Я оглянулась через плечо посмотреть, не идет ли Серджио.
– Спасибо. Вот только меня уволили. И, наверное, мне лучше уйти.
– Лучше бы повысили. Этот хмырь всю округу терроризировал. Однажды попытался подкатить ко мне в баре, спросил, сплю ли я с белыми. Я ответила да, конечно, но с ярко-красными – нет.
– Ха-ха. – Я все еще ждала, что Серджио схватит меня за плечо мясистой рукой и велит убираться. – Мне нужно идти.
– Подожди. – Линь закусила губу и о чем-то задумалась. – Можно угостить тебя завтраком? Не в этой дыре, конечно. Сюда я больше ни ногой. Я еще ничего не заказала, так что можем куда-нибудь пойти.
Интересно, как Линь вообще забрела в этот отстойный семейный ресторанчик, вместо того, чтобы зависать со своими друзьями в каком-нибудь дайнере? Неужели она тоже одинока? Я позволила себе помечтать.

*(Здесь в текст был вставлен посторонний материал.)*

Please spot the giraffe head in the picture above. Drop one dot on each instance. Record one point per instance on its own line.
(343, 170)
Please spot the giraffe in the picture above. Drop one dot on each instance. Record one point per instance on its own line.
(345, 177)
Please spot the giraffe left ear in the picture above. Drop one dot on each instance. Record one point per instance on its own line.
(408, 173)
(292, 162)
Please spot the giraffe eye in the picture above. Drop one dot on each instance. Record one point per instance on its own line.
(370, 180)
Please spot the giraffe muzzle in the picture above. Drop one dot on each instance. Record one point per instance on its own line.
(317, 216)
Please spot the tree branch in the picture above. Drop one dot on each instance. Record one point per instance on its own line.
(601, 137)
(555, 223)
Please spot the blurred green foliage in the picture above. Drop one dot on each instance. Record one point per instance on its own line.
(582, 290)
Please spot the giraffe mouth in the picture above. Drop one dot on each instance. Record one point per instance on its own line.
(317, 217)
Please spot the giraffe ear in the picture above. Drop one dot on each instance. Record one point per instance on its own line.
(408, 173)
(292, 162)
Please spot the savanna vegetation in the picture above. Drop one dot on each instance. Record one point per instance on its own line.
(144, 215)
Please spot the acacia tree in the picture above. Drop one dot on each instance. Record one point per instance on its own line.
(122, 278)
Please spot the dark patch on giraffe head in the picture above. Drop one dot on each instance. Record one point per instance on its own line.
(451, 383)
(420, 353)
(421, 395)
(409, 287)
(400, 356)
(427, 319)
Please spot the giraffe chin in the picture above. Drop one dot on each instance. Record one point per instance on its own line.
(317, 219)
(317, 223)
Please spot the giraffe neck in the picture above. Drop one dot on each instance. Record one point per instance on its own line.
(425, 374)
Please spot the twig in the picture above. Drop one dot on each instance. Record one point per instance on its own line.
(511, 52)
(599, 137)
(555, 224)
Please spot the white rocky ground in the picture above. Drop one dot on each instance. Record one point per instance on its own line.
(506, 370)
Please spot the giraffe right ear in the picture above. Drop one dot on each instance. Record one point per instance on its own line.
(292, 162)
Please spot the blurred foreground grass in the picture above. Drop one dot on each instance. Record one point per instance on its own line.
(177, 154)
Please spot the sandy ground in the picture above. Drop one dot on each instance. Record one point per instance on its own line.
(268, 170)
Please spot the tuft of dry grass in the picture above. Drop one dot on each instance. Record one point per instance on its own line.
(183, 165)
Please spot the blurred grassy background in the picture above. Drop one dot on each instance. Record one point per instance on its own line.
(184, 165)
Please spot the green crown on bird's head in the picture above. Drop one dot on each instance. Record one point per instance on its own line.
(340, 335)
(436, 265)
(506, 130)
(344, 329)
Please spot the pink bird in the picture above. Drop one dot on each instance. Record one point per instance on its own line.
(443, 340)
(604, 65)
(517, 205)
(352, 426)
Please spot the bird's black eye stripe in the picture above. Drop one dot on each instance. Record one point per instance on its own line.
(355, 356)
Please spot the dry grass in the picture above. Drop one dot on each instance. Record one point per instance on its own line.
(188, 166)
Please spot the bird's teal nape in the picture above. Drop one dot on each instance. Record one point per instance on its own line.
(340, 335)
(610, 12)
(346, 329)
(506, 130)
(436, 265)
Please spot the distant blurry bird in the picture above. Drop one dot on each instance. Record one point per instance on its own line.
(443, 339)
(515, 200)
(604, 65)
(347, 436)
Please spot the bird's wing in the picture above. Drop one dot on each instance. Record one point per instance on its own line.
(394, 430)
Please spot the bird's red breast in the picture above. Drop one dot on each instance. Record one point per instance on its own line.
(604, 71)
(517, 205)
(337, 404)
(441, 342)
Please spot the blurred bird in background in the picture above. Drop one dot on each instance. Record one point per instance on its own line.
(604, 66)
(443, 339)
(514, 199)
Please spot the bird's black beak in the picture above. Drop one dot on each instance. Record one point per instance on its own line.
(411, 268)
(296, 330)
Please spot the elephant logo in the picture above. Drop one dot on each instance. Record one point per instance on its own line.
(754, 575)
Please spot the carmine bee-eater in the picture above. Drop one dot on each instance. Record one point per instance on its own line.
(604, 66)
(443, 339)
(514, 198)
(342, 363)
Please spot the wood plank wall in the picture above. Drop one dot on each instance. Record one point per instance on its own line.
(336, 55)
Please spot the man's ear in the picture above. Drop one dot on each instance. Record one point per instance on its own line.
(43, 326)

Мы пошли в кафе с шведскими блинчиками в паре кварталов. Линь насыпала в кофе так много сахара, что я решила, будто она надо мной издевается. Но она сделала глоток и довольно кивнула.
– Хороший тут кофе.
– Ты чувствуешь его вкус?
Она как-то странно на меня посмотрела.
– Мертвые любят сладкое. И охотнее со мной говорят, когда от меня сладко пахнет.
– Правда? Не знала. Круто. – Впервые за долгое время мысль о сверхъестественном не кольнула меня в сердце. – А эти твои призраки… они просто приходят и сами с тобой заговаривают? Или… Как это вообще работает?
Линь поставила чашку.
– Когда призрак приходит сам, ничего хорошего не жди. Гораздо лучше, если я его вызываю. А если призрак находит меня, он приходит не по мою душу, понимаешь? Обычно он хочет пообщаться с кем-то другим. Мертвые-то по большей части занимаются своими делами и никому не мешают. Это живым не терпится с ними поговорить. – Она слабо улыбнулась. – Обычно в этот момент люди спрашивают о своих мертвых. Мол, нет ли за их спиной привидений.
Я представила Марион за своей спиной, ее призрачные пальцы в своих волосах, и меня словно под дых ударили. Я так сильно вцепилась в край стола, что тарелки загрохотали.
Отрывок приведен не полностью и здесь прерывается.